We’re in a phase of the company where we are seeking Product-Market Fit for Comply. We maximize our chances of finding it first when we iterate rapidly on shipping product, measuring and learning from it, and shipping again.
To do this, we need collaboration and communication across the organization, and we need to be able to make decisions quickly — which means we need to enable everyone to make decisions, rather than just a core group of Leads.
We have a bunch for ways of trying to help you decide what to focus on, or how to spend your time: Our mission is why we exist; our strategy is how we decide what to work on; our metrics are how we’re doing. Our values and operating principles guide our day-to-day decision-making in our interactions with each other and help us translate our mission and strategy into actual work.
When we talk about the “Aptible Values,” we’re referring to a set of shared attitudes about work.
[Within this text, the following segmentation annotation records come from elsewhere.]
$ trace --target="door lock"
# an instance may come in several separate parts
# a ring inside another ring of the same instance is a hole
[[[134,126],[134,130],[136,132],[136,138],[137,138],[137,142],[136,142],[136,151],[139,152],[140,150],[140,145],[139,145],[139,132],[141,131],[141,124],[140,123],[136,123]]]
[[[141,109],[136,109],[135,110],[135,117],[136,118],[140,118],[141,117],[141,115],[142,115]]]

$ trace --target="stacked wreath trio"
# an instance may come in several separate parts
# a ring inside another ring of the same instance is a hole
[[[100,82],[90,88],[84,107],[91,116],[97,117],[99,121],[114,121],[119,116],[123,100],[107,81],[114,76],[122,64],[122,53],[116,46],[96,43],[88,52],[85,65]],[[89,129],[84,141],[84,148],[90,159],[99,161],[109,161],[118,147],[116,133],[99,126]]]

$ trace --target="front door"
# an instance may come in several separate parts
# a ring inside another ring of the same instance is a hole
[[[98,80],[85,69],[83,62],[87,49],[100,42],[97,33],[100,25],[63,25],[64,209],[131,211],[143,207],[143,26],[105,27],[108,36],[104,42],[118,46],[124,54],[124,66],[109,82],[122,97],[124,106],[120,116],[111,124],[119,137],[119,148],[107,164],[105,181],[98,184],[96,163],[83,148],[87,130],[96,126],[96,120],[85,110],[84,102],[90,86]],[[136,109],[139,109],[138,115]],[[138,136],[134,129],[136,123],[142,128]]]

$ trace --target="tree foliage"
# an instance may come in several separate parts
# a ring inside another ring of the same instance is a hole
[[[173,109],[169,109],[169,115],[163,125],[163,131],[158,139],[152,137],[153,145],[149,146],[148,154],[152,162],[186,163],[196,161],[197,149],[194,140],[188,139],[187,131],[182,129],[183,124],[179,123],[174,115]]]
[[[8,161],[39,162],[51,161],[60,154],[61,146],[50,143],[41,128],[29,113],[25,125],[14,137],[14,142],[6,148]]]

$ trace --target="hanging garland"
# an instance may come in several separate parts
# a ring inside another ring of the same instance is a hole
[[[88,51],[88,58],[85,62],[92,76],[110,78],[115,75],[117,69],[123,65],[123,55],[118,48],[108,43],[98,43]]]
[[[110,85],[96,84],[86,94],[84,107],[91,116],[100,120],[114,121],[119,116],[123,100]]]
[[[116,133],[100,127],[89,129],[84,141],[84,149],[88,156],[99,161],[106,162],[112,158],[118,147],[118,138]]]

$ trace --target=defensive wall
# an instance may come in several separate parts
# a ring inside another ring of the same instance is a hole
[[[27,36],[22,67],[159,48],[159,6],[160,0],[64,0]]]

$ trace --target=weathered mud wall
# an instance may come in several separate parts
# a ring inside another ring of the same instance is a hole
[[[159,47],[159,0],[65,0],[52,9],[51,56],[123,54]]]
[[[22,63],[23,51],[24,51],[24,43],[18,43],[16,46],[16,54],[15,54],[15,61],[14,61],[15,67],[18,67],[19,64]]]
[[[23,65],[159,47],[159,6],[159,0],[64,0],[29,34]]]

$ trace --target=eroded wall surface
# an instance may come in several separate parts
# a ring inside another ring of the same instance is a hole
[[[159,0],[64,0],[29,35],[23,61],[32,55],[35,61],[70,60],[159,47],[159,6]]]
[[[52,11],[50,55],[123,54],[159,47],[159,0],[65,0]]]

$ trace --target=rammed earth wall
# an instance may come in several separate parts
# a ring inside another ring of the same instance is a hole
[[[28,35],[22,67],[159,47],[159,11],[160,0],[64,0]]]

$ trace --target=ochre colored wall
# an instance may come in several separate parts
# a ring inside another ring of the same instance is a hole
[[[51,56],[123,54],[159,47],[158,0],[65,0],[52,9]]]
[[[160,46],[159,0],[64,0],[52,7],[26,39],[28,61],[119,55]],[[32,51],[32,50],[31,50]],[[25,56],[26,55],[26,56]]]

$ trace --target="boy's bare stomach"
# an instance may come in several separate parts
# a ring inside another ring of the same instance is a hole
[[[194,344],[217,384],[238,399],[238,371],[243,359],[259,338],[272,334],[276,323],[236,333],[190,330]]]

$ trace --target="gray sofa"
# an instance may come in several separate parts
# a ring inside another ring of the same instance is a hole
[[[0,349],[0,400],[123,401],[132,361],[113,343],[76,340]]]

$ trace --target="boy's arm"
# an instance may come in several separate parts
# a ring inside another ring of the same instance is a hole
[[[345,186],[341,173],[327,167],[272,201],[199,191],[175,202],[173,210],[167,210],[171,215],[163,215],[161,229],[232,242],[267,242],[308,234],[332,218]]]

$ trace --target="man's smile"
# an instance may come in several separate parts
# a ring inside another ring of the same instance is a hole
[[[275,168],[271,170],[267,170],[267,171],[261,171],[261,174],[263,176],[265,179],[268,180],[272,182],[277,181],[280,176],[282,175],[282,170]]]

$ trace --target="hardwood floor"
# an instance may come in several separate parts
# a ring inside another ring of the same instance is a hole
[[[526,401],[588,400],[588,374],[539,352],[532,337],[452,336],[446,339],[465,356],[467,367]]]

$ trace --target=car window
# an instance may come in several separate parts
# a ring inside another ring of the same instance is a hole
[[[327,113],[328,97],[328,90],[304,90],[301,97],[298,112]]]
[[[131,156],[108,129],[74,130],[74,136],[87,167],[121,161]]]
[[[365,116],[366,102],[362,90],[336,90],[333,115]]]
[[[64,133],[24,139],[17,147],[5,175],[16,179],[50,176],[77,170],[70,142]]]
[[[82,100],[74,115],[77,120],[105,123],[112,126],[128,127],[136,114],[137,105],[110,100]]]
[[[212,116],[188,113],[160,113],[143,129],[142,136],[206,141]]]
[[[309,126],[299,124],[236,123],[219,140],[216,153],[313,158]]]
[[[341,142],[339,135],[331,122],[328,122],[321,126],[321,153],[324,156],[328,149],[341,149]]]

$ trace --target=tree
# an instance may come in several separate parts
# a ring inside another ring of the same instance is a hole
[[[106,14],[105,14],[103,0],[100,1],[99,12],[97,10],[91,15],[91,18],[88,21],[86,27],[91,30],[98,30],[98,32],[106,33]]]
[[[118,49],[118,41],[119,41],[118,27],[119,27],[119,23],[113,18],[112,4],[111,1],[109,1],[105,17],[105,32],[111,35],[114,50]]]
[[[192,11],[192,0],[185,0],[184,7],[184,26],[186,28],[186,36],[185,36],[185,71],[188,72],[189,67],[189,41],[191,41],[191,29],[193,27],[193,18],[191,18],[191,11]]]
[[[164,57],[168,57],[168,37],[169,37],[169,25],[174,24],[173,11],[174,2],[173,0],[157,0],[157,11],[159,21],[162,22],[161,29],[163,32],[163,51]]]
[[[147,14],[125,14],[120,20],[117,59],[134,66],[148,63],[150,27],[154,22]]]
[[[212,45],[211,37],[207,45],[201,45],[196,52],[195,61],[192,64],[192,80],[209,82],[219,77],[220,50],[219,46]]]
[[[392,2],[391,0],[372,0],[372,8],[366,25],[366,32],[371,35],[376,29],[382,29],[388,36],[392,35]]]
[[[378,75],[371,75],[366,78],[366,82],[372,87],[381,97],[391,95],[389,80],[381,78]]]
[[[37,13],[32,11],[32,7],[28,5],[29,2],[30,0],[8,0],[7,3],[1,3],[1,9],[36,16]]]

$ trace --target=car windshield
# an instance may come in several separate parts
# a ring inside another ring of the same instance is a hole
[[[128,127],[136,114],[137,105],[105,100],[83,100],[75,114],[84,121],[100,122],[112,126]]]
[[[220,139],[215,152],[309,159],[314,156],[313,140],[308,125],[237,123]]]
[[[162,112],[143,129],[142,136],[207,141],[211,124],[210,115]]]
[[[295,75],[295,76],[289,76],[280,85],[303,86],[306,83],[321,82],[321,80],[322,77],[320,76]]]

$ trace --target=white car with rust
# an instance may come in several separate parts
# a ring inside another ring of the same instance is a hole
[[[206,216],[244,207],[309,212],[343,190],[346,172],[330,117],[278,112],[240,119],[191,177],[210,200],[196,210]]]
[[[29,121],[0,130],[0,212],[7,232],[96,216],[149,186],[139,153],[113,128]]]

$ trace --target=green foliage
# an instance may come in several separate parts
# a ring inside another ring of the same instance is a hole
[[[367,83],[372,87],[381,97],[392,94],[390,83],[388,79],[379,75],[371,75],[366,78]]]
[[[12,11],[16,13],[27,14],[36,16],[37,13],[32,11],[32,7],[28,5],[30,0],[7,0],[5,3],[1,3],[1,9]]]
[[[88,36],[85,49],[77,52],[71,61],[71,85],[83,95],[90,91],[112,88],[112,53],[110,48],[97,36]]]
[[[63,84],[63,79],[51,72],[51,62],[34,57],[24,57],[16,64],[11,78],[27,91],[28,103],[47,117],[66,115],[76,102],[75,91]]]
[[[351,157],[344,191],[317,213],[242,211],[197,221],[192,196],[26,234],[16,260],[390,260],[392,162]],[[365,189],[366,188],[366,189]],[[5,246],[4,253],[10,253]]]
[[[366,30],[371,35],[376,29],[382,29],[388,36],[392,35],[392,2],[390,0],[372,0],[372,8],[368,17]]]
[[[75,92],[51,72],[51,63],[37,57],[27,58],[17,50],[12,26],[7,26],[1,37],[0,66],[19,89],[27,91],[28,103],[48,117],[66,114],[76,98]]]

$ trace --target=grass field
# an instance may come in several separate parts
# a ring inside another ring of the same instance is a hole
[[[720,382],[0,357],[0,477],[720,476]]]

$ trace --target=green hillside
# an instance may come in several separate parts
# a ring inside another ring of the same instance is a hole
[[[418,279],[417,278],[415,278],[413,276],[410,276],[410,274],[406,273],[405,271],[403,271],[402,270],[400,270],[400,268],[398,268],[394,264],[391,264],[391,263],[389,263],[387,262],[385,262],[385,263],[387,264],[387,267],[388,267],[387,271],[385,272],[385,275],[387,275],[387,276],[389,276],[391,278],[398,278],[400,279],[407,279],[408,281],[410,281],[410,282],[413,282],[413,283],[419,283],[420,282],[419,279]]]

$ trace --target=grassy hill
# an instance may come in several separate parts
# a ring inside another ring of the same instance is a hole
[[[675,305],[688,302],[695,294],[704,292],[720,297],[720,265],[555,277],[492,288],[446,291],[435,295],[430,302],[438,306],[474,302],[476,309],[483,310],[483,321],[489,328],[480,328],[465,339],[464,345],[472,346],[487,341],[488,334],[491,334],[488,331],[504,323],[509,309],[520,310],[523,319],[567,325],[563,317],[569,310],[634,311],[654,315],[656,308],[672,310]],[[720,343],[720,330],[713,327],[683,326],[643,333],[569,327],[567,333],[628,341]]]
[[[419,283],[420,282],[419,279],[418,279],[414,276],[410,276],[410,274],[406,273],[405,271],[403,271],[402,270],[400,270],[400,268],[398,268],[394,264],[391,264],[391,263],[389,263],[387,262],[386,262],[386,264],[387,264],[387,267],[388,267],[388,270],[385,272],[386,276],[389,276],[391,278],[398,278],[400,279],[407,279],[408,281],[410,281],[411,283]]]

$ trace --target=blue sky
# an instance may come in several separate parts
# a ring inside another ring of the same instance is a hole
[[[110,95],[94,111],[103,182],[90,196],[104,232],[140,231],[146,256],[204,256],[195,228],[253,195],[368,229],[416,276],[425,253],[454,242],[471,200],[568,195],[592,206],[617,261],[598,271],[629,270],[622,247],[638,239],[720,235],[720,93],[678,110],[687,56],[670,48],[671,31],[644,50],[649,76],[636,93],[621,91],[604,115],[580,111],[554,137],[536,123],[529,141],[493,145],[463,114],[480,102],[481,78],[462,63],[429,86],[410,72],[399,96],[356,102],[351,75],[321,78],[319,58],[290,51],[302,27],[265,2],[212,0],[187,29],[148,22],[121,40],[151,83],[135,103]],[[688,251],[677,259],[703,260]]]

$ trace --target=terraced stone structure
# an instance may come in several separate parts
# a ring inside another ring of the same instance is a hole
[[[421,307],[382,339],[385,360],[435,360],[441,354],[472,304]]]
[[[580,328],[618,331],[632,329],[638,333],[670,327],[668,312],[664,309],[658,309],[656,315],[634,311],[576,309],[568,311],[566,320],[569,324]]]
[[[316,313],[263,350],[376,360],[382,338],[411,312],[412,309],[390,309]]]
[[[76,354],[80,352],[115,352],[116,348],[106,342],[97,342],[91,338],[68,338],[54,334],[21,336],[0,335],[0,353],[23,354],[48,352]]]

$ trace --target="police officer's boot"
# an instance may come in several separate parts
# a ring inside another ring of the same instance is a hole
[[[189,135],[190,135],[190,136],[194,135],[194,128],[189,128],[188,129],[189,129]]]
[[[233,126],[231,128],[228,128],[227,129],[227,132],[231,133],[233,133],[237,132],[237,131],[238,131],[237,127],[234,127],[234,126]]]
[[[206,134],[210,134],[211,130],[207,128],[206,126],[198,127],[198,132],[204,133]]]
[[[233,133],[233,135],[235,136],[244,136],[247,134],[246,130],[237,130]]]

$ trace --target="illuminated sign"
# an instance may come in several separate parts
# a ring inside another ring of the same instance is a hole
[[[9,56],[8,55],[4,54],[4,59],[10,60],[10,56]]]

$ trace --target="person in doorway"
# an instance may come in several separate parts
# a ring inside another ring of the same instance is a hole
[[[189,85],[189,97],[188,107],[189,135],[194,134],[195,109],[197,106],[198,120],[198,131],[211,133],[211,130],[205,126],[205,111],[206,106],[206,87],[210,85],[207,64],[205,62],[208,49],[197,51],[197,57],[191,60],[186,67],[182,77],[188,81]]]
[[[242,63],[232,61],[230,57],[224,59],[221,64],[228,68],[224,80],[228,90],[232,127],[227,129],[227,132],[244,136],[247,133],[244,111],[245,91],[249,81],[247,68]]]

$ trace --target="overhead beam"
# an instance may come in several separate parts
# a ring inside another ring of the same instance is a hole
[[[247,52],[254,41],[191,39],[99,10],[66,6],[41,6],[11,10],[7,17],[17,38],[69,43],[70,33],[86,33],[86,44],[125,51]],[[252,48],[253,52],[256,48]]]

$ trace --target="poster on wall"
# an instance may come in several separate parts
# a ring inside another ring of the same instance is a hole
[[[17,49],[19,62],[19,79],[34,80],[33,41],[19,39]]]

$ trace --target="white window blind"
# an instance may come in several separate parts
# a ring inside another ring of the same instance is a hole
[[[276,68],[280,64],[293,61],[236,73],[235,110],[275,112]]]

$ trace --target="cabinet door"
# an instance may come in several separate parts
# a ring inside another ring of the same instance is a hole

Specifically, these values represent attitudes we have that can be used to drive decision making and support the kind of team we’re trying to build.
We use our values in recruiting, hiring, performance reviews, and Win Columns, because we believe applying a consistent set of values will not only make us more successful but also help work be more rewarding for us all.
Invoking them when we talk to each other should promote:
Healthy team dynamic of creative tension between optimism and skepticism → We make wise, high-quality decisions quickly.
High velocity of product execution & going to market → We translate ideas to action quickly.
High group learning, psychological safety, etc. → We enable our teams to learn from our actions quickly.
What makes for a good set of values?
Every member of the team should be able to understand and remember each value, all the time. So fewer is better, but each value needs to be simple without being simplistic.
Values should help guide decision making between otherwise reasonable, attractive alternatives. They should not be generic desirable platitudes, like “honesty” or “integrity” — no one would disagree with that.
The specific language in each value and supporting principles should help address undesirable behavior when it emerges. No one bikesheds, lets scope creep happen, or misses deadlines maliciously — those things happen when reasonable people make reasonable choices in the absence of guidance.
Finding Product-Market Fit requires intense focus, and that we be excellent at not doing things that don’t matter. We want values that build focus and bring wisdom to how we make decisions. Focus means explicitly saying no to things that would otherwise be attractive.
What are Aptible's Values?
Done is Better than Perfect
“The perfect is the enemy of the good.”
We identify the core value of a project and ship the simple thing first. We’re willing to set a goal we’re not sure of because it inspires us to act in the spirit of learning, reflect on the results, and gather valuable data about what to try next. We fail often and early in pursuit of experimentation and risk-taking on novel ideas.
We value and respect teaching as the best way to learn, and make time to share information openly. We are a team of learners with a growth mindset: We talk about improving constantly and challenge each other to grow.
Be Hard on Problems, Not People
“Feedback comes from a place of positive intent."
We discuss our questions and concerns openly as a group. We practice giving effective feedback, with the intent of helping each other be more successful. When we give feedback, we make each other feel big, not small.
We work to create an environment where it feels completely safe to ask for help and take a risk — where we feel valued for our contributions and accepted for who we are. We don't attribute mistakes or unexpected outcomes to human error: We view them as a starting point for an inquiry, not the end. We can resolve difficult issues while supporting each other.
“Is the juice worth the squeeze?”
— Source Unknown
We seek to understand before we act. We question our assumptions and surface differences of opinion, in order to discover gaps in our plans and make changes accordingly.
By asking “Why?”, we cultivate focus and create leverage: We pick the right things to work on and maximize the impact of our efforts. By asking “Why?”, we make space for the creative tension between optimism and skepticism, and think strategically about what and how we build.